Of the 34 million people living with AIDS, about 22.5 million live in sub-Saharan Africa. While this staggering number is no doubt cause for concern, there are some signs of progress – new cases of HIV have dropped 22 percent over the last decade.
Representing the people of sub-Saharan Africa at this event were Jacob Zuma, the President of South Africa, Edith Mkawa, the Principal Secretary of Nutrition and HIV/AIDS in Malawi, and Thomas Boni Yayi, the President of Benin and current chairman of the African Union.
Mr.

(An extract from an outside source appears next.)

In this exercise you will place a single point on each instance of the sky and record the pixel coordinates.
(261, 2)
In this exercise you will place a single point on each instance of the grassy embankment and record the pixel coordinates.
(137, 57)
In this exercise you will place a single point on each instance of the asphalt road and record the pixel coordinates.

Yayi claimed that “foundations have to made for this generation and all future generations” to be protected against AIDS.

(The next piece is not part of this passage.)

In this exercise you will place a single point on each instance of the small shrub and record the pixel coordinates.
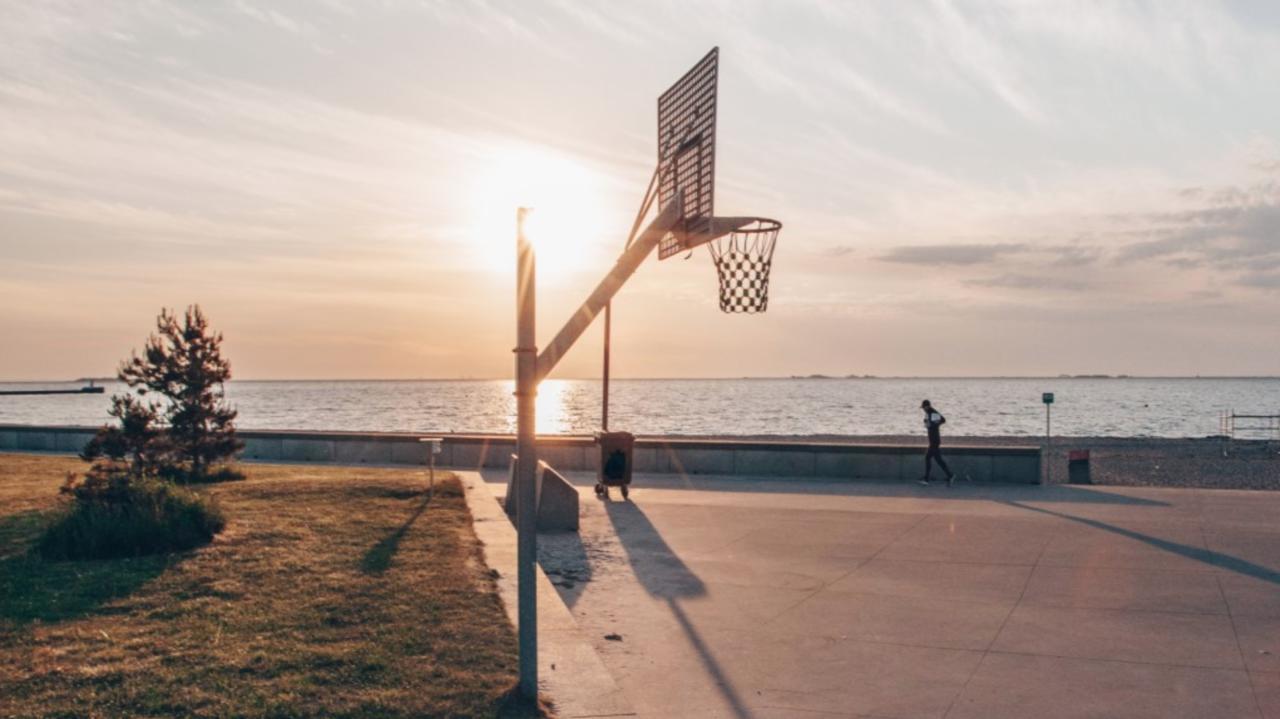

American Secretary of State Hillary Clinton served as the meetings keynote speaker, applauding the progress that has been made in the fight against AIDS while encouraging even more action and greater continental cooperation to combat the problem within Africa.
"If every nation devastated by HIV follows the example of many of the leaders in this room, and steps up to shared responsibility, we won't just keep up our momentum, we will accelerate our progress, and move even faster toward the day when we can announce the birth of an AIDS-free generation," claimed US Secretary of State Hillary Clinton, who delivered the event’s keynote address.
Earth Institute Director and noted economist Jeffrey Sachs shared the Secretary of State’s optimism. "I would urge every African country facing this triple challenge of AIDS, TB and malaria to scale up its health worker community cadre,” he said. “At this moment this is the most effective and most limiting factor for properly addressing the diseases in the communities."
This meeting, in the midst of the hubbub of the General Assembly’s opening session, represents the strong commitment to eradicating AIDS, and the partnership that exists between sub-Saharan African countries and their friends around the world.